Family Honors: Anderson woman's legacy to WWII

Monday, July 1, 2019 9:03AM EST



Mary Dear Farmer was born in Anderson, the elder of twins. Her father was James Farmer, who was the city treasurer of Anderson. Her mother was Maude Doggette Farmer. Her twin brother was Joseph and Marjorie was her sister. The family lived near Silverbrook Cemetery at 226 White Street.


After her primary years, Mary entered Girls High School, and from then on was kept very busy. She held class officer positions, as president and treasurer, she was a member of the Ligon Literary Society, editor of the 1930 Tidings, and earned a Block A in basketball. As for her senior superlative, Mary was selected, “Most Typical High School Girl.”


The 1930 graduation ceremony for Girls High was ironically held at Boys High, where they all joined in singing “Anderson”, composed by Lily Strickland.


Mary entered Anderson College and graduated in 1932. While at Anderson College, she met a cadet from Clemson, William (Bill) Schachte. Over time, this evolved into a wonderful marriage and a move to Charleston. Mary and Bill had five children: Kay, Bill Jr, Marjorie, Anne, Frank and Joseph.

During World War II, Mary was honored by being selected to christen one of the war ships in the Charleston Navy Yard.


Bill Schachte Jr, like his father and grandfather, graduated from Clemson University and entered the navy during the Vietnam War. He was commissioned an ensign and served in combat. Bill was John Kerry’s commanding officer in the Swift Boat the night of the now famous incident during which Kerry was injured.

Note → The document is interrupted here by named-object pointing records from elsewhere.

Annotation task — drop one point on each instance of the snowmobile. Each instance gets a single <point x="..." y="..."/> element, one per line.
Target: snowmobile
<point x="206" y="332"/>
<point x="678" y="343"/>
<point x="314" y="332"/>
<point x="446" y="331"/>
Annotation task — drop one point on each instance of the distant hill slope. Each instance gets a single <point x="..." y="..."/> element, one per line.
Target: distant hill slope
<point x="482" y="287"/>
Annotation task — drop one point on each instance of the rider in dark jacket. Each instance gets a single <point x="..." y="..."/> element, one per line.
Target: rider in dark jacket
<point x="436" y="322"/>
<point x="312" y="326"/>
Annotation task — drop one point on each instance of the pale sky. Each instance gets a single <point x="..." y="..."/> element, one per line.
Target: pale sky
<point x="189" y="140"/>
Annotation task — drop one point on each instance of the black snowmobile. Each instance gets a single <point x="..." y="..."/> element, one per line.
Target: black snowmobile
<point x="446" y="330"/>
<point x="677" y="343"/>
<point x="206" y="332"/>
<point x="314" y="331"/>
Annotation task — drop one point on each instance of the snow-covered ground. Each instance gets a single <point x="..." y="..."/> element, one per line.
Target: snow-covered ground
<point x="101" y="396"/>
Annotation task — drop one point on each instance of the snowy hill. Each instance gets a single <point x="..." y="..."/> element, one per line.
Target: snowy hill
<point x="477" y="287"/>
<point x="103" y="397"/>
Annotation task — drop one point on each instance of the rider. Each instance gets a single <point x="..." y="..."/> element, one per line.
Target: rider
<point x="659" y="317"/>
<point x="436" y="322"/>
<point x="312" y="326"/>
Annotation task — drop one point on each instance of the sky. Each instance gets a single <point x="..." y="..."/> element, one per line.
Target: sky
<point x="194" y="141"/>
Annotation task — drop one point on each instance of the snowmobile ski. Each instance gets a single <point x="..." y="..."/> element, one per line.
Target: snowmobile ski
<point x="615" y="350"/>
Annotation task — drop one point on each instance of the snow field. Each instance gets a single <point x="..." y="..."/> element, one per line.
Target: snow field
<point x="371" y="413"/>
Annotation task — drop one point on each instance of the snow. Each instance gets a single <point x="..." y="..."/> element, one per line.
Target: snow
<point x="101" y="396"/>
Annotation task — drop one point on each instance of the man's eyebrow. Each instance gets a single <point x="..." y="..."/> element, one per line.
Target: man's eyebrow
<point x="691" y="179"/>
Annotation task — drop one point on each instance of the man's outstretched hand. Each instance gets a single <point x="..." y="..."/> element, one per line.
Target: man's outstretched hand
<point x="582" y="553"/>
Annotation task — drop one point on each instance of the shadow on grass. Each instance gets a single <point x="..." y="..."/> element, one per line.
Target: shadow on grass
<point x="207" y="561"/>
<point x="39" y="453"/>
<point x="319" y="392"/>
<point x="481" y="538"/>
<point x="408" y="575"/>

After Vietnam, Bill earned a law degree from the University of South Carolina. He then transferred to the Judge Advocate General Corps where he helped diffuse a crisis in 1988 when a Russian frigate collided with the USS Yorktown in the Black Sea. In 1991 he helped uncover the truth about the "Tailhook Scandal." Bill retired as a Two- Star Admiral – Rear Admiral Upper-class.


In “Sunsets over Charleston” W. Thomas McQueeney states, “ Admiral William L. Schachte Jr. might have helped change the course of the Cold War by way of the Black Sea incident of 1988. He may have rendered full and complete justice to the participants and cover up operatives of the 1991 “ Tailhook Scandal”, his fourth-right principal becoming his own fate, he may have changed the course of the 2004 United States presidential election by doing what he had always done, telling the truth.”


Bill and his wife Carmen have two sons, William III and David. They live on Broad Street in Charleston. William Schachte Sr. died in 1970. Mary Farmer Schachte died in 2000. They are buried at St. Lawrence Cemetery in Charleston. The christening of the ship was a very high honor for Mary and her family. Her hometown also shares the pride.